Pertanto, oltre al concorso doloso o colposo nell’illecito amministrativo rispettivamente doloso o colposo e al concorso doloso nell’illecito colposo, è perseguibile anche il concorso colposo nell’illecito doloso, non sussistendo alcun impedimento legislativo come quello che suole desumersi per i delitti dall’art. 113 cod. pen. Peraltro, l’art. 213, comma 4, del d.lgs. n. 285 del 1992 non delinea un illecito necessariamente doloso, ben potendo la relativa fattispecie essere realizzata anche a titolo di colpa, ancorché la negligenza o imprudenza possa attenere in genere al presupposto della condotta sanzionata (l’avvenuto sequestro dell’autovettura o la sua perdurante efficacia), più che all’attuazione della stessa. Si tratta, dunque, di un illecito amministrativo che può essere commesso sia con dolo, sia con colpa, non essendo richiesto dalla norma sanzionatoria amministrativa un determinato titolo soggettivo.
Il tribunale rimettente avrebbe, dunque, dovuto verificare se il custode di un veicolo sottoposto a sequestro amministrativo che, per colpa, ne agevoli la circolazione abusiva da parte di un terzo, possa essere chiamato a rispondere – ai sensi del combinato disposto degli artt. 5 della legge n. 689 del 1981 e 213, comma 4, del d.lgs. n. 285 del 1992 – a titolo di concorso colposo nell’illecito amministrativo commesso dal terzo; il che farebbe escludere, nel caso di specie, la configurabilità dell’autonomo reato di violazione colposa dei doveri inerenti alla custodia di cose sottoposte a sequestro di cui all’art. 335 cod. pen (Corte di cassazione, sezione sesta penale, 17 gennaio – 16 febbraio 2012, n. 6221).
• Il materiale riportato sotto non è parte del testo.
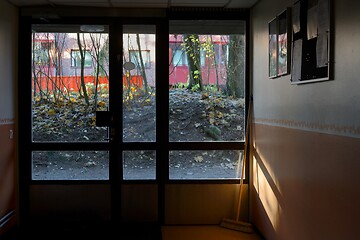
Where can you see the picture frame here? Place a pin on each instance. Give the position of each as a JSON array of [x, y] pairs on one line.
[[280, 44], [273, 48], [312, 46]]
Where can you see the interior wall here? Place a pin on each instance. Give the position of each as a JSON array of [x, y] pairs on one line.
[[306, 138], [8, 69], [203, 203]]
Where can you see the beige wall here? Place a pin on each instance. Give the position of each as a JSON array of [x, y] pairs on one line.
[[307, 137], [8, 68]]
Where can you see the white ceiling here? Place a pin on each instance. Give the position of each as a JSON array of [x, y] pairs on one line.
[[137, 3]]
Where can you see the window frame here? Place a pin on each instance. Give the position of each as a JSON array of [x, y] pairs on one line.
[[162, 137], [75, 59]]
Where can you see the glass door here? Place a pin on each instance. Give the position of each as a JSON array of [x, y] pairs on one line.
[[93, 118], [139, 102]]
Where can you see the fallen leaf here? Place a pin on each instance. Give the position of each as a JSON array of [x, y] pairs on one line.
[[198, 159]]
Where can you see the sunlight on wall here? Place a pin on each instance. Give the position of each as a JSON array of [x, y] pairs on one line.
[[266, 194]]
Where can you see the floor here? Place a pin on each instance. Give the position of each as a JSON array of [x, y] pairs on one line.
[[138, 232], [211, 232]]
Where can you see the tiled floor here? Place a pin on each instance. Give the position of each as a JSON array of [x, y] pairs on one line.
[[211, 232]]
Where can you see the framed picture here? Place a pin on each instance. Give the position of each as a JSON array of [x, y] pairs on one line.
[[273, 48], [311, 42], [279, 44]]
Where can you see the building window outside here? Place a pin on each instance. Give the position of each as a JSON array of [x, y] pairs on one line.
[[135, 58], [76, 58]]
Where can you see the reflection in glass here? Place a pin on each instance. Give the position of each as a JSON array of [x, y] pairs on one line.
[[139, 107], [207, 82], [70, 165], [213, 164], [70, 83], [139, 165]]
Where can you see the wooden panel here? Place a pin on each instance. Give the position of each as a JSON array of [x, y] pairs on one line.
[[304, 184]]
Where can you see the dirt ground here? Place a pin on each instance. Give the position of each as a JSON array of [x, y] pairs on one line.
[[193, 116]]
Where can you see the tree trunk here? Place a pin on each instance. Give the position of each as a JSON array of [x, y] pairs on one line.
[[82, 65], [192, 45], [235, 70]]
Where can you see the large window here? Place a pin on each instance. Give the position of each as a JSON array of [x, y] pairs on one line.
[[207, 99], [194, 123], [65, 96]]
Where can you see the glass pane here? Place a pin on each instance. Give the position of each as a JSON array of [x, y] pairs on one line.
[[207, 81], [70, 82], [139, 107], [211, 164], [139, 165], [70, 165]]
Con tale interpretazione, rispetto al custode di un veicolo sottoposto a sequestro amministrativo l’assetto normativo venutosi a delineare a seguito della sentenza delle sezioni unite della Corte di cassazione del 28 ottobre 2010, n. 1963/2011, si sottrarrebbe alla censura di violazione dell’art. 3 Cost., non risultando affetto da irragionevolezza, e potrebbe invece essere ricondotto ai principi generali in materia di concorso di persone nell’illecito amministrativo dettati dalla legge n. 689 del 1981.
In conclusione, secondo la costante giurisprudenza costituzionale, la questione va dichiarata inammissibile per omessa ricerca, da parte del giudice rimettente, di un’interpretazione costituzionalmente conforme (ex multis, sentenza n. 291 del 2010; ordinanze n. 212 del 2011, n. 5 e n. 6 del 2010).
PER QUESTI MOTIVI
LA CORTE COSTITUZIONALE
dichiara inammissibile la questione di legittimità costituzionale dell’articolo 335 del codice penale, sollevata, in riferimento all’art. 3 della Costituzione, dal Tribunale di Nola in composizione monocratica, con l’ordinanza in epigrafe.
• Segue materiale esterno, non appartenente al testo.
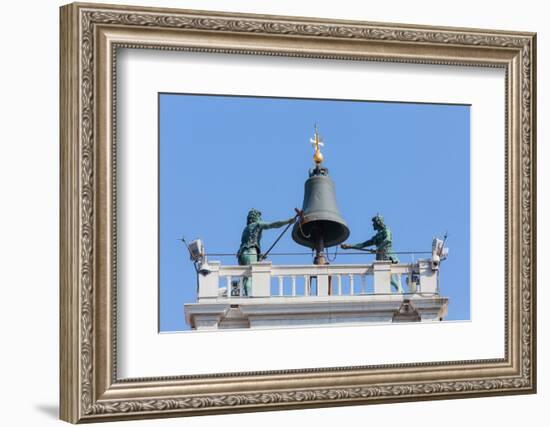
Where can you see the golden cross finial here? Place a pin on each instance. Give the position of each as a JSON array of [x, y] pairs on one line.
[[317, 142]]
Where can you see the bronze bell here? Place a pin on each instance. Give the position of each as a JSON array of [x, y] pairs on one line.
[[321, 225]]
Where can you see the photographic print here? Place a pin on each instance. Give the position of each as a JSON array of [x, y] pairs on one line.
[[267, 212], [288, 212]]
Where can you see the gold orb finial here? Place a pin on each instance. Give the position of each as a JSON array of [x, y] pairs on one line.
[[317, 142]]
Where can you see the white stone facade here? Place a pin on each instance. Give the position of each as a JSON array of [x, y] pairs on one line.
[[303, 295]]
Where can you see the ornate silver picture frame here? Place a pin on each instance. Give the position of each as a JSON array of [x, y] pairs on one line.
[[91, 38]]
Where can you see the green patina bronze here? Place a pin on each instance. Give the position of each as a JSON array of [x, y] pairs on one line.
[[250, 250], [382, 240]]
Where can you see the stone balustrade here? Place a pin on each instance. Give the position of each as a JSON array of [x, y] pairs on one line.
[[217, 281]]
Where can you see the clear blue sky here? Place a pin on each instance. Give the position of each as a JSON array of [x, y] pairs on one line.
[[222, 155]]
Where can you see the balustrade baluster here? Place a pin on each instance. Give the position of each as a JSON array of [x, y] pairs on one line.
[[228, 280], [241, 286]]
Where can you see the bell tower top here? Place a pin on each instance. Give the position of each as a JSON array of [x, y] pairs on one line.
[[317, 142]]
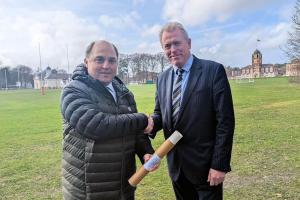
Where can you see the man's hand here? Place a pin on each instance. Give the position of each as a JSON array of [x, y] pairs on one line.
[[215, 177], [150, 125], [146, 158]]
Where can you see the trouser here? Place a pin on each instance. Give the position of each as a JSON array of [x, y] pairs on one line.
[[185, 190]]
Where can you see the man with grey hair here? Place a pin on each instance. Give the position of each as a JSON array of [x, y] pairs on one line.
[[102, 130], [193, 96]]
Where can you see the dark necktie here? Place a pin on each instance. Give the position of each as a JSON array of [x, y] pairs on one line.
[[176, 95]]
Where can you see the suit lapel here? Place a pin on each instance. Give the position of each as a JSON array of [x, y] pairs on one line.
[[195, 74]]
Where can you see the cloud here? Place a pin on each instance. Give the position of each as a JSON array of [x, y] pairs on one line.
[[137, 2], [151, 31], [195, 12], [21, 35], [120, 22]]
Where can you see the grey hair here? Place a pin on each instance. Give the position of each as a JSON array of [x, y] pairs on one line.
[[91, 45], [171, 26]]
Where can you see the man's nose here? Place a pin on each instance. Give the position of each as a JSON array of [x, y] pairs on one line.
[[173, 47], [106, 64]]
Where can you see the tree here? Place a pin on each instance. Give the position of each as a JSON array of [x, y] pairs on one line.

dichiara inammissibile la questione di legittimità costituzionale dell’articolo 335 del codice penale, sollevata, in riferimento all’art. 3 della Costituzione, dal Tribunale di Nola in composizione monocratica, con l’ordinanza in epigrafe.
Così deciso in Roma, nella sede della Corte costituzionale, Palazzo della Consulta, il 7 marzo 2012.
F.to:
Alfonso QUARANTA, Presidente
Giorgio LATTANZI, Redattore
Gabriella MELATTI, Cancelliere
Depositata in Cancelleria il 19 marzo 2012.
Il Direttore della Cancelleria
F.to: MELATTI
F.to:
Alfonso QUARANTA, Presidente
Giorgio LATTANZI, Redattore
Gabriella MELATTI, Cancelliere
Depositata in Cancelleria il 19 marzo 2012.